The pandemic and the lessons it is teaching us….
I was woken up early this morning by a phone call. It was a Sunday morning, it was 5 am and I was alarmed more than upset. With the coronavirus running rampant in the city and in the country, there is a constant sense of foreboding and a call at an unusual hour qualifies as a heart stopping event. It turned out to be one of the staff members from work. I assumed she had called by mistake. Maybe she touched my number by mistake. She had sent me a message last night and anyway smart phones have this habit of almost spontaneously dialing numbers. But she called back again in a few minutes to tell me that her husband had passed. Many phone calls back and forth and some dreary household chores later, I glanced at the newspapers. The headlines were all about Covid, the troubles with getting a bed in hospitals, the fires, the lack of oxygen, the overworked crematoriums. The coffee stopped tasting as good as it usually does.
Checking on my covid positive friends, I found this beautiful song sent by one of them. A dear friend and her family had tested positive and were recovering. She had sung this song that was about celebrating life. It was a moment of truth to listen to those words. She is a very spirited person and listening to her sing given her circumstances certainly made a difference to my dipping mood.
There is an overwhelming realization among a lot of people that life is so fragile. The pandemic has broken all barriers and become a great equalizer. Everyone who needs medical help is waiting outside one hospital or the other to be let in for some air. The hospital may be different, but the need is the same- oxygen and a bed. The tone of conversations is thoughtful, searching for meaning and introspecting on why we harp on possessions, egos and more. A cousin said he was sure he wasn’t going to add a spoon to his possessions given that his children may have trouble dealing with what he already has- the wonderful old mantelpiece, the quaint crockery, the favorite books, the cameras, the lithographs, the paintings- the list is endless. I was reading a blog written by a person sitting down to make a will. With the virus around, you never know, he felt. He listed everything he owned and was flummoxed with who to leave it all to. If he left it for a cause, who could execute it? How much would his children be able to manage? As for the person who died suddenly this morning, his wife called and cried that the cremation was all done by 9am. In a flash, he became a body from a man and within four hours there was no trace of the body on this earth.

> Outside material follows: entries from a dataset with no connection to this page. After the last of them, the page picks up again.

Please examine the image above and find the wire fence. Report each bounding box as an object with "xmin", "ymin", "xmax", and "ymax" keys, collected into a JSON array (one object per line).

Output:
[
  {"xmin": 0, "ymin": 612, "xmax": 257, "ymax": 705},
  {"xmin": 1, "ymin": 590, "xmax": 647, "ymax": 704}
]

Takes me back to the concerns expressed by many parents of children with ASD that we work with. There is so much stress on what to do next, how to fix this trouble and the other, how to make the child read, write, talk in full sentences, make friends, play with his peer group, and have a conversation. And all the precious time spent on endless discussions about the newest cure for ASD, the diet, the foods, the therapies, and the CAM.
Lessons learnt:
· Don’t complain about the heat but look out at the sun and be happy that t is shining out there. Life is good!
· The power supply is so unpredictable sometimes, that watching a movie becomes annoying, not to speak of the likely damage to the expensive electronics. Maybe it’s a chance to talk to other people in the house instead of watching the movie. And the equipment? It will be redundant soon anyway and no one has the space for the huge screen.
· I have watched everything worth watching on TV. What do I do now? Maybe it is time to read a book or spend some time doing things with your partner of your children. How about lying down with the dogs for a while?
· Your last Zoom meeting left you fuming. That person with a huge ego was sitting there and making some blatant innuendos, that opened up old wounds. Let it go. Today is all we have, now is all we have, the past is gone, and the future is far away.
· Cleaning the house is such a chore, that you wish the morning would not come just yet. It’s hot, muggy, and sweaty by the time the chores are done. Pause to enjoy the cleanliness around you. It’s worth the effort!
· As parents, sometimes we are so focused on what we think the child should know, that we forget to look at what he wants and what he can already do.
· If you are the parent of a child with autism, can you be his support and not his critic? You may then be able to see a child beyond the diagnosis.
Mask up, stay in and stay safe. Today is your day. Sing a song and live life. Tomorrow is another day.